I’d imagine Redshift’s non-enforcement of this constraint yields significant performance benefits. Since Redshift is often used to query large amounts of data originating in other RDBMSes, it’s a reasonable design tradeoff.
Okay, but does it really matter?
In my experience, the wrong way works – or, rather, has worked, at least sometimes, because I can’t tell when it doesn’t.
Even if you insert the same record multiple times, Redshift might find it appropriate, for performance reasons or otherwise, to return zero rows for the query above. And if it doesn’t today, it might tomorrow. And if it does tomorrow, it might always do it or only in certain cases. And if it does in certain cases, those cases might be rare. All of these are valid behaviors according to the documentation. How would you like to debug that in production?

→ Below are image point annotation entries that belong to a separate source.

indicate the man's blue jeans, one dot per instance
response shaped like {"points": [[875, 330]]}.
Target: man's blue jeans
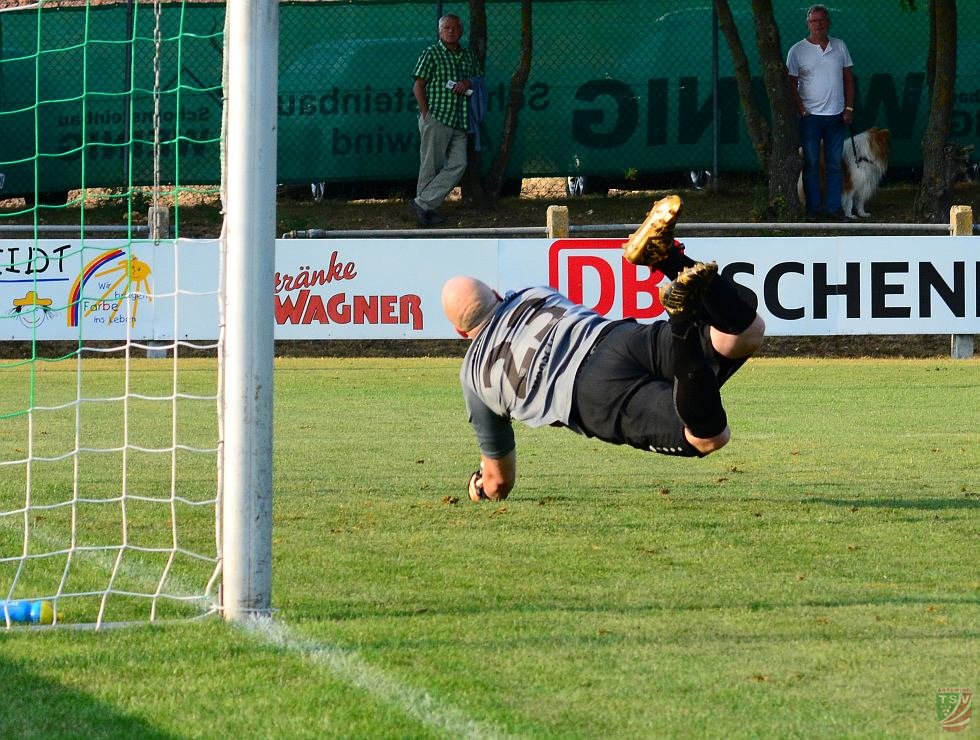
{"points": [[830, 130]]}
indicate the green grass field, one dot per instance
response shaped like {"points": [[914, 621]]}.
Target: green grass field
{"points": [[816, 578]]}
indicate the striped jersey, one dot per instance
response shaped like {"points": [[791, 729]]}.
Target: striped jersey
{"points": [[523, 365]]}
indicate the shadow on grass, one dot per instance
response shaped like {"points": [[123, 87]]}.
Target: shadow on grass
{"points": [[924, 504], [34, 706]]}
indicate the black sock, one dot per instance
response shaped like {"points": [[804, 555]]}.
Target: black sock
{"points": [[730, 307], [697, 395]]}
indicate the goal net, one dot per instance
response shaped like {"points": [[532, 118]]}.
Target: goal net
{"points": [[112, 359]]}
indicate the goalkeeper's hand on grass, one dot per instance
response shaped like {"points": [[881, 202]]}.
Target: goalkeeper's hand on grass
{"points": [[476, 486]]}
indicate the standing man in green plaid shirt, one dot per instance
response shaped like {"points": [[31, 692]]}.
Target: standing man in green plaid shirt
{"points": [[442, 85]]}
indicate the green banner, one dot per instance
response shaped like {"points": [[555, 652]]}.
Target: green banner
{"points": [[616, 87]]}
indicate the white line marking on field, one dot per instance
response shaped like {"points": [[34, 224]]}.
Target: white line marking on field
{"points": [[350, 667]]}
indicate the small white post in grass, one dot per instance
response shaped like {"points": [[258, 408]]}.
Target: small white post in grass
{"points": [[557, 222], [961, 224], [249, 242]]}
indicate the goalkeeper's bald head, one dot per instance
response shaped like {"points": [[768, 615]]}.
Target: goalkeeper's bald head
{"points": [[468, 303]]}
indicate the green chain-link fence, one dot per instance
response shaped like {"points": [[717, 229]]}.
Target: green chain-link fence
{"points": [[617, 87]]}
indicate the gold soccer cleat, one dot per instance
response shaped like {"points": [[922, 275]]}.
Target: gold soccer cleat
{"points": [[649, 244], [682, 298]]}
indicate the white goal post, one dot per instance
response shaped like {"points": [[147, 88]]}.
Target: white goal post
{"points": [[249, 181]]}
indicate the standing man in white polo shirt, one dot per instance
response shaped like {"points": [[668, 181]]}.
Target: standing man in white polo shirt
{"points": [[822, 82]]}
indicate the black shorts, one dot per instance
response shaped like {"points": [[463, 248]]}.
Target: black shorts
{"points": [[624, 392]]}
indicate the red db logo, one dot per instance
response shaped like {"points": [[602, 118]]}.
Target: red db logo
{"points": [[594, 273]]}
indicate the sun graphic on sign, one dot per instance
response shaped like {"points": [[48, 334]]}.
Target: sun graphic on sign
{"points": [[31, 309], [135, 273]]}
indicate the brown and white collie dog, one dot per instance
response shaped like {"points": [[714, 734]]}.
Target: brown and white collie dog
{"points": [[865, 163]]}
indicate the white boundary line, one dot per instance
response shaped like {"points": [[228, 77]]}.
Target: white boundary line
{"points": [[350, 667]]}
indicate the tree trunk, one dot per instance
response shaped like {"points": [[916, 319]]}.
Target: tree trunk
{"points": [[471, 185], [784, 157], [942, 162], [493, 184], [755, 122]]}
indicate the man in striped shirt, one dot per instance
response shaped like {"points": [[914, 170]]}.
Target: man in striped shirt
{"points": [[443, 77], [541, 359]]}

You can’t check if primary keys are unique in Redshift because duplicating them is undefined behavior: as soon as you’ve done it, you’ve lost the ability to make sense of your data, including finding out whether primary keys are unique. If you’re checking for uniqueness at that point, it’s already too late.
The right way
A reliable way to ensure your tables don’t have duplicate primary keys is to check the uniqueness of candidate primary keys instead.
Before inserting records into your table, insert them into a “staging” table with the same schema as the real one but without a primary key constraint:
CREATE TABLE my_table_staging
(
id VARCHAR, -- Not a primary key in this table!
value VARCHAR
);
The SELECT
statement from before, when run against my_table_staging
, will always return correct results. If Redshift tells you no values of id
are present more than once in that table, you can trust it.

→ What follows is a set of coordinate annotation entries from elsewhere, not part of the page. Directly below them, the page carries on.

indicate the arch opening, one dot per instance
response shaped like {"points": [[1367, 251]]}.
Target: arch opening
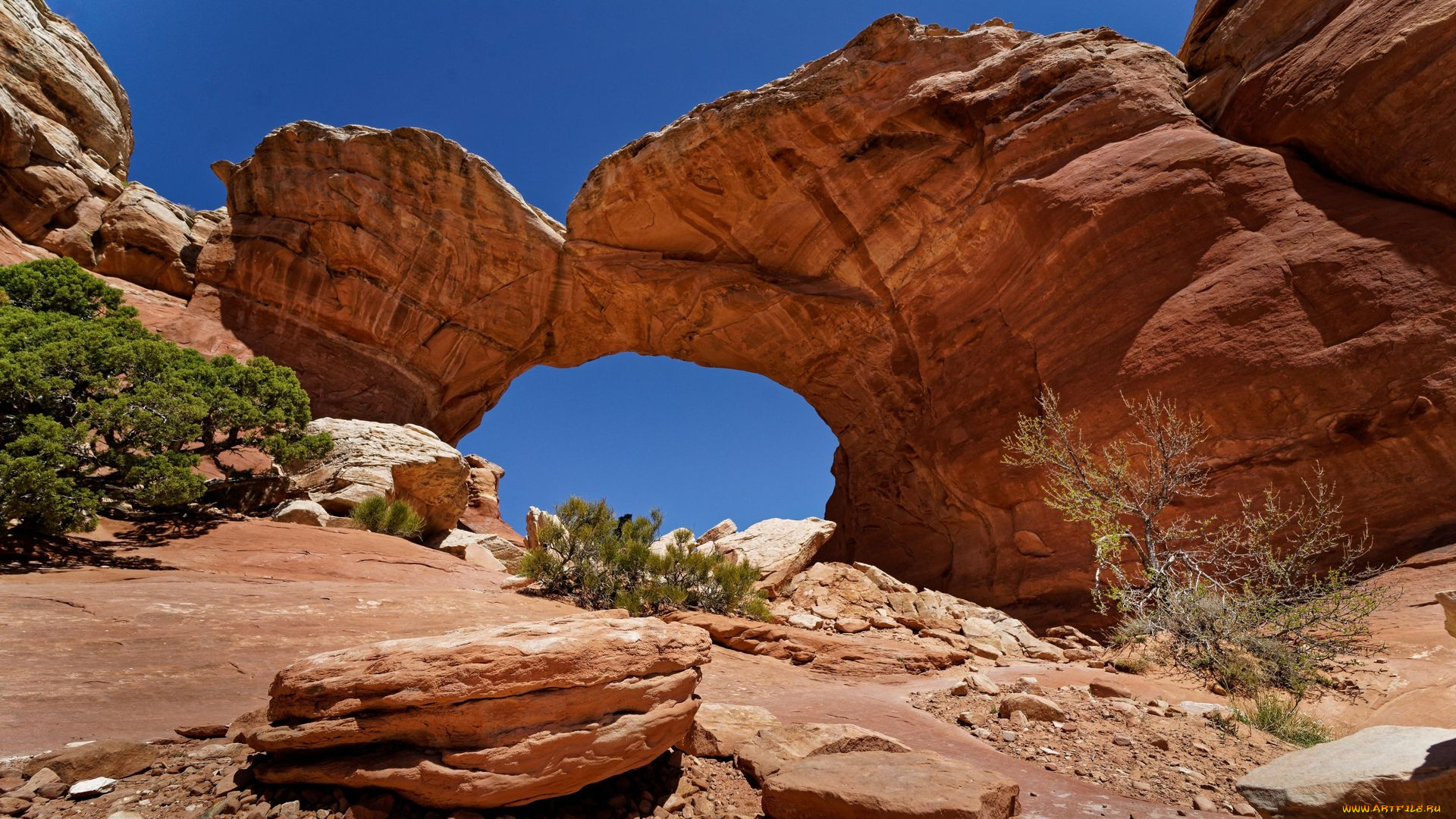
{"points": [[650, 431]]}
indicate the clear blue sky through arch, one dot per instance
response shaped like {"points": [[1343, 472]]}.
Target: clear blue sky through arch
{"points": [[544, 91]]}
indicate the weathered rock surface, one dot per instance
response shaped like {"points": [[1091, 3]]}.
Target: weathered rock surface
{"points": [[854, 654], [721, 727], [1378, 765], [384, 460], [64, 145], [1363, 86], [830, 594], [487, 717], [775, 749], [918, 206], [487, 551], [1037, 708], [781, 548], [303, 512], [877, 784], [1448, 601], [482, 510], [114, 758], [535, 519]]}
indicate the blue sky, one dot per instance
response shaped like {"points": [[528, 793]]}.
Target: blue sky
{"points": [[544, 91]]}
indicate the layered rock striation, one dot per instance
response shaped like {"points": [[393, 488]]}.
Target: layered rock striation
{"points": [[1362, 88], [487, 717], [918, 234]]}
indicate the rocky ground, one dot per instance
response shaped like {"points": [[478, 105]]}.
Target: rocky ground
{"points": [[95, 653], [1142, 748], [204, 779]]}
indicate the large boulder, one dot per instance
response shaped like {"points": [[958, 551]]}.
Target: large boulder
{"points": [[1040, 210], [778, 748], [482, 510], [1448, 601], [781, 548], [852, 654], [1338, 82], [490, 551], [114, 758], [721, 727], [877, 784], [1376, 765], [487, 717], [384, 460], [302, 512]]}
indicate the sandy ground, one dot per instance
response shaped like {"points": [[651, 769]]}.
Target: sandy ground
{"points": [[197, 635]]}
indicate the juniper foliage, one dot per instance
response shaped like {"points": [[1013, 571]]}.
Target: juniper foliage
{"points": [[601, 563], [96, 410], [1277, 596]]}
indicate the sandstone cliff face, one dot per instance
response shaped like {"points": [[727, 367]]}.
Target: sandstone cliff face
{"points": [[1360, 86], [916, 234], [64, 145]]}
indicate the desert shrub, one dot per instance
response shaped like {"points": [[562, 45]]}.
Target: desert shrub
{"points": [[378, 513], [96, 410], [603, 561], [1280, 717], [1273, 598]]}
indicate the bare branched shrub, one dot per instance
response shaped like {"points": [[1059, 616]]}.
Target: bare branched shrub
{"points": [[1273, 598]]}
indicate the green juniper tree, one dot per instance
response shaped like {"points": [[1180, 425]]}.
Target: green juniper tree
{"points": [[603, 561], [96, 410], [1274, 596]]}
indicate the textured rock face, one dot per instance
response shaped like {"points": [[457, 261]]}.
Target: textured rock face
{"points": [[874, 784], [1448, 601], [1360, 86], [487, 717], [721, 727], [830, 595], [916, 234], [482, 512], [775, 749], [64, 146], [384, 460], [837, 653], [1378, 765], [780, 548]]}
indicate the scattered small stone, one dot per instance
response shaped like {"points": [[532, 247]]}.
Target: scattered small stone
{"points": [[93, 787]]}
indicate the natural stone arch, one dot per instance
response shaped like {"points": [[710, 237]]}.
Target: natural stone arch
{"points": [[915, 234]]}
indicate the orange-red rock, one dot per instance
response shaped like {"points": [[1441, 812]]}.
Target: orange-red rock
{"points": [[1365, 88], [851, 654], [916, 234], [487, 717]]}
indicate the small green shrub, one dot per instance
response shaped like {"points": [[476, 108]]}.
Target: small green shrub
{"points": [[397, 518], [1280, 717], [601, 561], [1274, 596], [1133, 664]]}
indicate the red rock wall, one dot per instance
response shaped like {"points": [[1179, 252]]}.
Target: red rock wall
{"points": [[915, 234], [1362, 88]]}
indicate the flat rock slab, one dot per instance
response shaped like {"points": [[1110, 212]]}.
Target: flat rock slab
{"points": [[856, 654], [487, 717], [875, 784], [774, 749], [1378, 765], [112, 758], [721, 727]]}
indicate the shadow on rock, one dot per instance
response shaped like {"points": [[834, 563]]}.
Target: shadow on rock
{"points": [[25, 556]]}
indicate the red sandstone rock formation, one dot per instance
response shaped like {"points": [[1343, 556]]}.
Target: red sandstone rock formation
{"points": [[1363, 88], [916, 234]]}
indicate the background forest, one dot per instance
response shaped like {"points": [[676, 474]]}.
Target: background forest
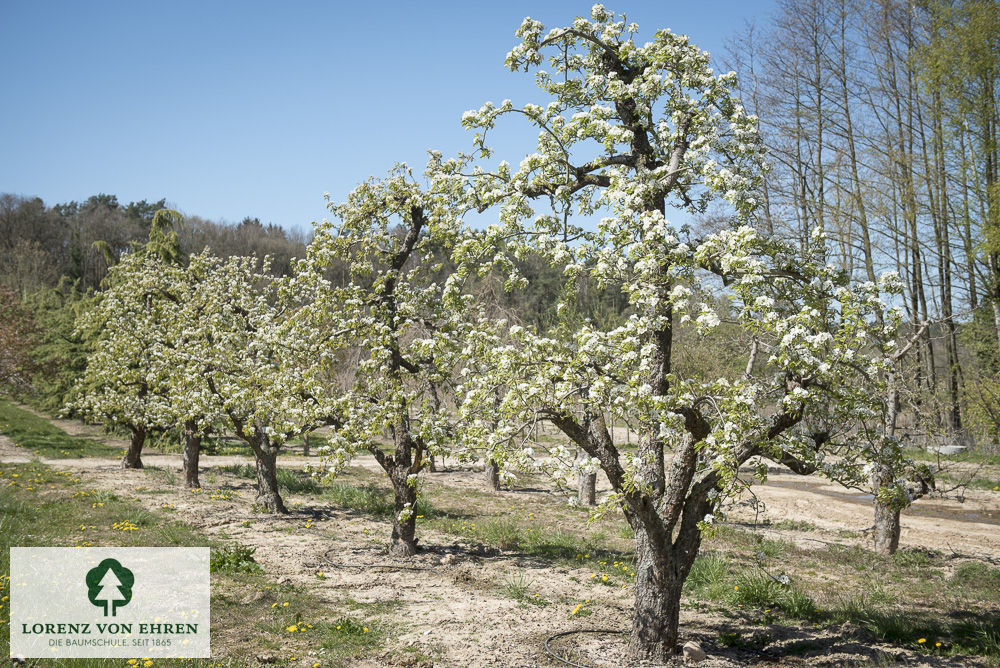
{"points": [[880, 122]]}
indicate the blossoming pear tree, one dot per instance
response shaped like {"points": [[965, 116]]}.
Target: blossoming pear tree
{"points": [[631, 128], [389, 325], [234, 357], [122, 383]]}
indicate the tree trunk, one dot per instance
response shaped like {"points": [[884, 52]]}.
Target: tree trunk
{"points": [[886, 529], [657, 603], [404, 542], [192, 452], [587, 491], [267, 475], [132, 458], [492, 476]]}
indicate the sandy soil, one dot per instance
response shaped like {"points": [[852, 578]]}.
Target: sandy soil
{"points": [[448, 600]]}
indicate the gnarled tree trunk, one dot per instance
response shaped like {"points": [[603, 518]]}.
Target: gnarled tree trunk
{"points": [[586, 493], [404, 520], [267, 473], [192, 452], [492, 476], [133, 456]]}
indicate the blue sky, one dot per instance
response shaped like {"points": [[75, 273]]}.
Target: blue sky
{"points": [[233, 109]]}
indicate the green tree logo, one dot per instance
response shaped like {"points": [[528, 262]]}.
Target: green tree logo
{"points": [[109, 585]]}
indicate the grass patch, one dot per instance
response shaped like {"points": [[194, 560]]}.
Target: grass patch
{"points": [[349, 638], [793, 525], [368, 498], [518, 587], [234, 559], [46, 440], [976, 580]]}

-- Identify duplicated values of `id`.
-- This works because `id` is not a PK.
SELECT id
FROM my_table_staging
GROUP BY id
HAVING COUNT(*) > 1;
Then, if my_table
is empty, you can go ahead and insert all the rows from the staging table into it and be confident you’re not running afoul of Redshift’s baked-in assumptions.

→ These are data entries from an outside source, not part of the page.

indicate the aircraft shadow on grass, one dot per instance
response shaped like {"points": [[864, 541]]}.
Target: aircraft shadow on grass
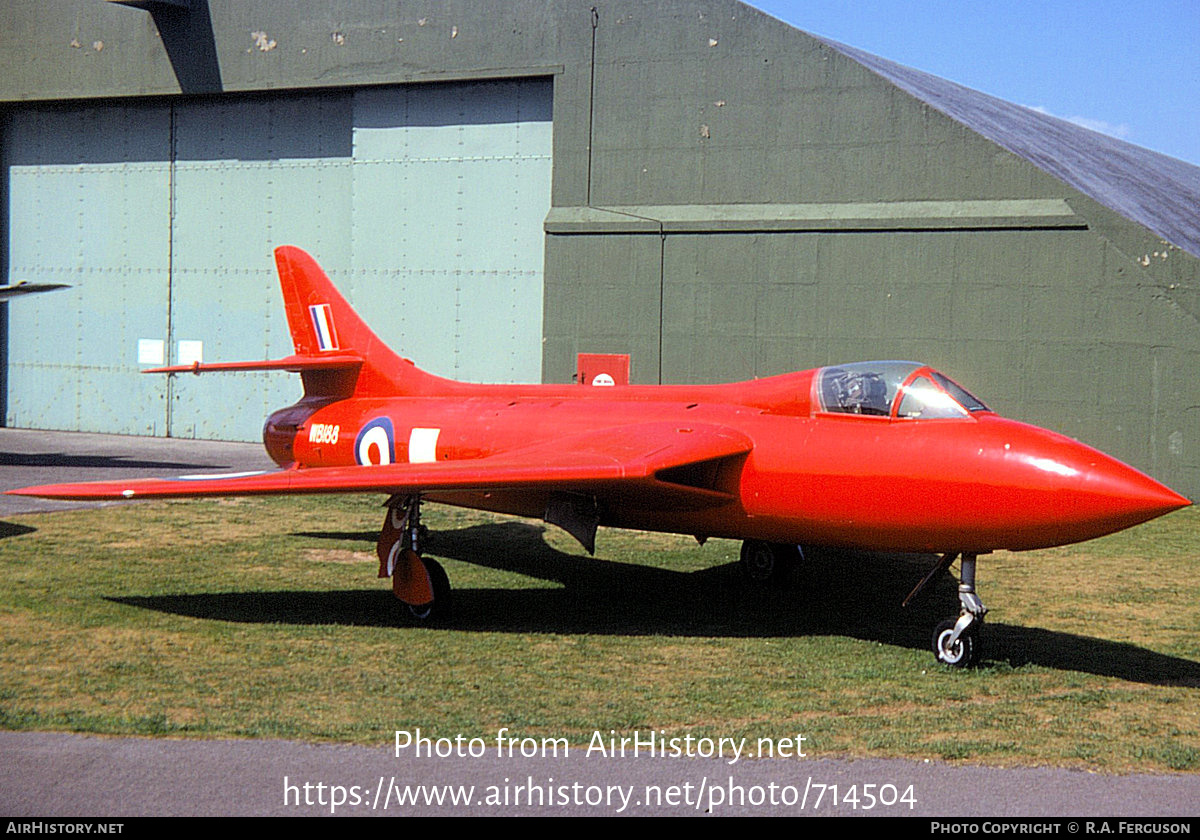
{"points": [[834, 594], [13, 529], [95, 462]]}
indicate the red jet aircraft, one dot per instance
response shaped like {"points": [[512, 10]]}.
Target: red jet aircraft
{"points": [[877, 456]]}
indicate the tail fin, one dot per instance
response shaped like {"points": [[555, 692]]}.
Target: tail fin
{"points": [[323, 324]]}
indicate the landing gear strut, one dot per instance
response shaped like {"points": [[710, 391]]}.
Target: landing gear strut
{"points": [[957, 642], [420, 582]]}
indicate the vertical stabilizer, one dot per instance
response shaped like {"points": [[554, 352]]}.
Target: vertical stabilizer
{"points": [[324, 324]]}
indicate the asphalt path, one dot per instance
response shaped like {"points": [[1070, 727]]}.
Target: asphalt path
{"points": [[46, 774]]}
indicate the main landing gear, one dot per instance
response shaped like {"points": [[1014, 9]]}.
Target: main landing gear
{"points": [[957, 642], [420, 582], [769, 564]]}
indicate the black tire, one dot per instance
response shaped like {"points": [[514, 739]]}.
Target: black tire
{"points": [[965, 652], [439, 609], [768, 564]]}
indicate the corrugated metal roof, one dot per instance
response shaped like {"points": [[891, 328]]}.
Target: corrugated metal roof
{"points": [[1161, 192]]}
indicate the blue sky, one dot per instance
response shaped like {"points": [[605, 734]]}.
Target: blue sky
{"points": [[1128, 67]]}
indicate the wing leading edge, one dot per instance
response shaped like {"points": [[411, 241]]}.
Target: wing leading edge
{"points": [[652, 457]]}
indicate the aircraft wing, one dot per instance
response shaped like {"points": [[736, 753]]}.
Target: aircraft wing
{"points": [[651, 459], [23, 287]]}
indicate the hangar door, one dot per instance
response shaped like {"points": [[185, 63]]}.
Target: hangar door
{"points": [[424, 203]]}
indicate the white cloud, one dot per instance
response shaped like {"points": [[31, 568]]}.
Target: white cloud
{"points": [[1121, 131]]}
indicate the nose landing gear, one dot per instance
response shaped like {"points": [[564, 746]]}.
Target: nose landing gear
{"points": [[957, 642]]}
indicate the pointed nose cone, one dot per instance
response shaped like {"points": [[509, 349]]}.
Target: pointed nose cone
{"points": [[1084, 492], [1129, 495]]}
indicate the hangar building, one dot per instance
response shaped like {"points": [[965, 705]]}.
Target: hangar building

That’ll work the first time, but in the general case, where my_table
already contains data, it’s not enough.
Suppose a particular value of id
is unique in my_table_staging
, and the same value is a (truly) unique primary key in my_table
. If you insert all rows from my_table_staging
into my_table
, then that primary key will end up duplicated, and you’ll be in the same situation as before.
So you need to look at all actual and candidate primary keys together. Here’s a verbose example:
-- This CTE consists of candidate PKs you haven't checked
-- yet and could contain duplicates.
WITH candidate_pks AS
(
SELECT id
FROM my_table_staging
),
-- This CTE never contains duplicates, as long as you always
-- use a query like this one to find them and you never
-- insert them into `my_table`.
actual_pks AS
(
SELECT id
FROM my_table
),
-- This CTE could contain duplicates. They could be
-- duplicated in `candidate_pks` only, or they could be
-- duplicated between `candidate_pks` and `actual_pks`.
candidate_and_actual_pks AS
(
SELECT id
FROM candidate_pks
UNION ALL
SELECT id
FROM actual_pks
)
SELECT id
FROM candidate_and_actual_pks
GROUP BY id
HAVING COUNT(*) > 1;
If, as part of your ingestion process, you always run a query like this one and weed out duplicates before inserting records into your “real” table, then you can be sure your primary keys will always be unique. And then you can confidently do interesting things with them, like including them in this query!
Another option: keep it simple
I haven’t touched on uniqueness or foreign key constraints at all, but the same caveat applies to them, and you need to come up with similar solutions if you’re not sure they’re valid for your data.
If you can’t or don’t want to do all that, you have another option: just don’t use constraints.
Depending on your use case, it might make sense to tolerate a few duplicate or ambiguous records. Or, if your initial understanding of the data wasn’t perfect, you might find it doesn’t have a logical key and you shouldn’t have specified one at all.
But one thing you definitely shouldn’t do is trust Redshift when you ask it if things it assumes to be unique are unique. It might only tell you what you want to hear.